Failfast for Solaris IO
By Lewis Thompson on May 10, 2010
Recently I have been trying to better understand Solaris IO, specifically what goes on once a process enters the biowait(\*buf) function. As part of this investigation I found a need to learn about failfast for Solaris IO which I will discuss in this blog post. Failfast was first presented as PSARC/2002/126: Buf Flag for Faster Failover. If you do not already have a general knowledge of Solaris IO internals I strongly recommend reading General Flow of Control from the Writing Device Drivers book available for free on docs.sun.com.

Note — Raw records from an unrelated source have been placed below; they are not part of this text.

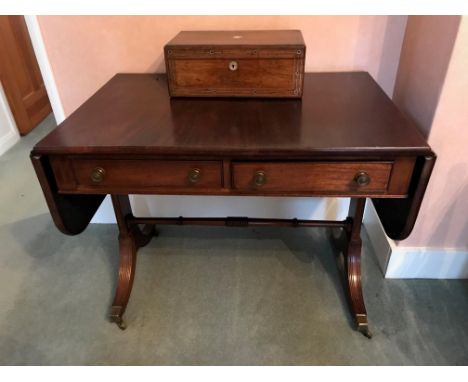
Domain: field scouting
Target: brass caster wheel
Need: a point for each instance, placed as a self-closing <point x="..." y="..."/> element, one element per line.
<point x="364" y="329"/>
<point x="363" y="326"/>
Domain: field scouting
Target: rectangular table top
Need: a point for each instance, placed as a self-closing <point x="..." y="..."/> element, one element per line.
<point x="340" y="114"/>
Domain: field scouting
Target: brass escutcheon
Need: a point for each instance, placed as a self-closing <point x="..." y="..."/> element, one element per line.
<point x="362" y="178"/>
<point x="97" y="175"/>
<point x="233" y="65"/>
<point x="259" y="178"/>
<point x="194" y="175"/>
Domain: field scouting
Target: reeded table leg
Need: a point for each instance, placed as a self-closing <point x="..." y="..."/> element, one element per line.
<point x="353" y="264"/>
<point x="130" y="239"/>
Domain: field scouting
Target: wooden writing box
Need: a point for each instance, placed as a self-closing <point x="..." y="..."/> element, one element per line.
<point x="236" y="64"/>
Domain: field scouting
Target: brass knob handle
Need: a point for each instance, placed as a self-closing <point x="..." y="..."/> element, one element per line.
<point x="362" y="178"/>
<point x="233" y="65"/>
<point x="259" y="178"/>
<point x="97" y="175"/>
<point x="194" y="175"/>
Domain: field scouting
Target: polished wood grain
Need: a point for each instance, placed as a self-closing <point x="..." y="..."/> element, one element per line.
<point x="353" y="264"/>
<point x="20" y="75"/>
<point x="236" y="64"/>
<point x="131" y="237"/>
<point x="344" y="138"/>
<point x="341" y="115"/>
<point x="127" y="175"/>
<point x="325" y="177"/>
<point x="143" y="176"/>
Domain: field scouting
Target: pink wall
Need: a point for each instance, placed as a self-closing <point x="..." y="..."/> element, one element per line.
<point x="85" y="51"/>
<point x="432" y="87"/>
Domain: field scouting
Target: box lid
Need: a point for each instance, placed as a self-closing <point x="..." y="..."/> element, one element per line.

At a later date I would like to expand this article with more discussion of the interaction between ZFS & SVM and the failfast flag, along with a more general Solaris IO entry.
Data buffers (buffer, buf or bp from now on) passed into the (s)sd driver ("the driver") are encapsulated within a scsi_pkt structure (packet or pkt) in sd_initpkt_for_buf(\*buf, \*\*scsi_pkt) before they are passed to the transport (glm, qlc, etc.) via scsi_transport(\*scsi_pkt).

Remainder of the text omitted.